Непростое это дело – искать себя, складывать уникальный паззл своей индивидуальности. Особенно в современном мире. Если в архаичных и патриархальных обществах индивидуальность обреталась в юности раз и навсегда, просто принималась в наследство у старшего поколения: мой отец был кузнец, и дед кузнец, я тоже хороший кузнец, из деревни Верхней, что на берегу реки, и вера у нас одна, и образ жизни, и национальность – такая цельная, крепкая, как наливное яблоко идентичность – то в современном мире все иначе. Человек может быть рожден в семье, где смешаны культуры, национальности и вероисповедания, он может родиться в деревне, а жить в городе, и наоборот, может сменить страну, социальную страту, профессию, образ жизни, веру и даже пол, при желании. Ему не собрать себя один раз в юности и на всю жизнь, современный человек работает над уникальным орнаментом собственной идентичности всю жизнь. Подростковый кризис – лишь первый в череде множества будущих кризисов, когда придется задавать себе все те же вопросы: «Кто я? Какой я? Зачем я живу?».
Тот, кто от этой работы отлынивает, рискует остаться вечным полуребенком. Для этого тоже в современном мире есть все условия: можно всю жизнь потреблять, развлекаться, делать, что велено, и считаться достойным членом общества. На обаятельных кидалтов приятно посмотреть в комедии про Бриджет Джонс, но работать с ними, растить детей, не говоря уже о том, чтобы ходить в разведку, вряд ли найдется много желающих.
Вахта сдана
Чувства и устремления подростка противоречивы, непонятны ему самому. Он хочет войти в большой мир, найти в нем свое место, и вместе с тем подвергает этот мир жесткой критике, не приемлет его. Эйфория и любовь ко всем живому, мечты о том, как ты изменишь мир к лучшему, сменяются жестокими приступами тоски и отчаяния – «синдромом Лилу» – помните, героиня фильма «Пятый элемент», высшее существо, просмотрела за полчаса всю историю человечества, и впала от горя и ужаса в кому?
Мир, в который мы когда-то, в период донашивания, так настойчиво зазывали ребенка, и правда не всегда справедлив и ласков. И как новорожденному когда-то пришлось смириться с холодом воздуха, жесткостью пеленок и тем фактом, что еда теперь не попадает прямо в живот – для это еще надо потрудиться, так и подростку предстоит смириться с тем, что в мире много холодного и жесткого, и ничто не дается даром.
Нам может быть очень жаль в этот момент своих только встающих на крыло птенцов, но мы больше не можем в случае любой беды подхватить их на руки, спрятать от мира в психологической утробе привязанности.
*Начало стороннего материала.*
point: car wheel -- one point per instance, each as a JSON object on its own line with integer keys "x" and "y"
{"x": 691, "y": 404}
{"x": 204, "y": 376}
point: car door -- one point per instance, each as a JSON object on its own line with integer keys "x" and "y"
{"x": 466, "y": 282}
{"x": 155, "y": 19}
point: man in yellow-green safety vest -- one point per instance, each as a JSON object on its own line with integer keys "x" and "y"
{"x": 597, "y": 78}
Мы больше не можем утешить, подув и поцеловав ушибленное место, не можем пойти и разобраться со всеми, кто его обижает, а нашим похвалам и восторгам он больше не верит. Несчастная любовь, предательство близкого друга, провал важного экзамена, роль аутсайдера в группе сверстников – мы не можем защитить свое дитя от этой боли. Родителям, именно хорошим, любящим родителям, трудно бывает с этим смириться. Из родителей ребенка, полностью за него отвечающих, мы превращаемся в родителей молодого человека, которого уже поздно воспитывать. Ему нужна наша поддержка и наша любовь, но отвечает он за себя сам.
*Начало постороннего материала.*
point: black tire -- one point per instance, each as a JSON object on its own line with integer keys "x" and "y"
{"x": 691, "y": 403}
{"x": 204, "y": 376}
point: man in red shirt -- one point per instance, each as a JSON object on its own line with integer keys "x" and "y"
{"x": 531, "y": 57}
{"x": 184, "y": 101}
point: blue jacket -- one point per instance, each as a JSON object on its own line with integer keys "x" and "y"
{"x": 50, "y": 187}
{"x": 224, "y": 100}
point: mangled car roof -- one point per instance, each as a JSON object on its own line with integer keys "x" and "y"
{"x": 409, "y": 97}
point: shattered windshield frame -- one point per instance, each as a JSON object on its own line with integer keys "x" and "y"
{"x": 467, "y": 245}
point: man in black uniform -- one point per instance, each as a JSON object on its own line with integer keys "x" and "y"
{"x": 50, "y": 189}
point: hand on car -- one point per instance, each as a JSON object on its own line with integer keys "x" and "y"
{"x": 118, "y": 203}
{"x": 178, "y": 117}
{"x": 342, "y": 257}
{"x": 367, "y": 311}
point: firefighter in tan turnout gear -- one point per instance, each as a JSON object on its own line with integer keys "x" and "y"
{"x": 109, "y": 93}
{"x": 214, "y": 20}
В подростковом возрасте и юности роль родителей становится похожа на роль ассистентов во время боксерского поединка. Да, иногда нам кажется, что пора самим пойти набить морду тому негодяю, который обижает нашего мальчика (самим решить проблему ребенка). И уж конечно, мы бы справились лучше, с нашим-то опытом, связями, возможностями, знаниями. Но есть проблема: в этом случае бой не засчитают. Потому что это ЕГО бой, а не наш. И дело родителя – оставаться в углу ринга, болеть и переживать, готовить мокрое полотенце, чтобы вытереть своему юному бойцу лоб и слова поддержки, чтобы придать сил.
Все. Больше ничего. Детство кончилось. Вахта сдана. Дальше он сам.
Глава последняя
После детства
Подростковый возраст позади, «гадкий утенок» превращается в прекрасного лебедя. Однажды мы с изумлением видим рядом с собой сильного юношу или красивую девушку, таких уверенных, таких независимых и взрослых. Неужели это тот же самый ребенок, который помещался на одной папиной ладони?
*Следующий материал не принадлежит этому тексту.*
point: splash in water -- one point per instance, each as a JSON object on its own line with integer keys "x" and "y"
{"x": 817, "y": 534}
Странное чувство. Смотришь на него – он прекрасен. Есть чем гордиться. А вместе с тем тоскуешь по тому, маленькому. Где он теперь? Куда подевался? Вот бы еще хоть разок подержать на руках, понюхать макушку… Мы улыбаемся, пересматривая детские фото, вспоминаем, каким он был в месяц, в год, в пять, в одиннадцать. Что же теперь с той связью, что нас соединяла – так крепко, как только могут быть соединены люди?
Тайная опора
По мере того, как ребенок рос, в его зависимости от родителя становилось все меньше материального. Сначала это была буквально трубка – пуповина. Потом молоко и полный уход, потом поддерживающие руки, потом голос, потом взгляд, потом советы и предостережения, сохраненные в памяти. В конце детства от материального остаются только деньги на жизнь и крыша над головой. Еще через несколько лет и эта зависимость уйдет в прошлое.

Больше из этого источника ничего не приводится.